Investigation of capillary effects on the grain scale by means of in situ experiments, imaging and numerical simulations
Title Granting Institution
Technische Universität Hamburg
Place of Title Granting Institution
In the framework of this habilitation thesis, the application of in situ (imaging) experiments, i. e., experiments run in an imaging environment, for studying geomechanical problems with focus on unsaturated granular soils is motivated and discussed. By means of computed tomography (CT), a non destructive imaging technique frequently applied in materials science, but also by means of much simpler imaging techniques, and custom-built experimental set-ups with geomechanical background, different processes in unsaturated granular soils are studied.
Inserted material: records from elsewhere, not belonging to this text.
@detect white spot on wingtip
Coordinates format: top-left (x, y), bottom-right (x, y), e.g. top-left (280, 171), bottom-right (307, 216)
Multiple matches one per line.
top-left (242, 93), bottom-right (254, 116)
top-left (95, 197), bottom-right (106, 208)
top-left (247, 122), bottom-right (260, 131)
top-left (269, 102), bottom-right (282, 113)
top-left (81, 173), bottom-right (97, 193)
In the thesis, different miniaturised set-ups for such "in situ (CT) experiments" are presented and applied to study (1) the shear strength and hydro-mechanical coupling and (2) the water retention behaviour of unsaturated granular media, based on the example of a coarse grained model sand and packings of artificial soda-lime glass beads. The data obtained from a temporal sequence of 2D or 3D images in in situ imaging experiments is visualised and analysed to investigate the microscale soil behaviour. By studying "capillary state variables", e. g., fluid clusters and interfacial properties, such as interfacial areas, the acquired image data allow for quantitative insights into the shear behaviour and water retention behaviour on the grain or pore scale. This helps to improve our understanding of links between the microscopic and macroscopic soil behaviour which is represented by shear strength, capillary cohesion, volume change or the water retention curve. Besides a discussion of different other experimental applications of in situ CT experiments with a geomechanical background, the thesis gives an outlook on numerical modelling based on CT data as geometry model input in particle or mesoscopic models which could lead to a so-called "virtual soil lab", allowing to study the hydro-mechanical behaviour of soils on a digital simulation-based basis. In this context, the application of the Finite-Discrete Element Method (FDEM) with granular CT data as input as well as the multiphase Lattice Boltzmann Method (LBM) for the simulation of multiphase flow in digitised pore spaces from CT data is presented.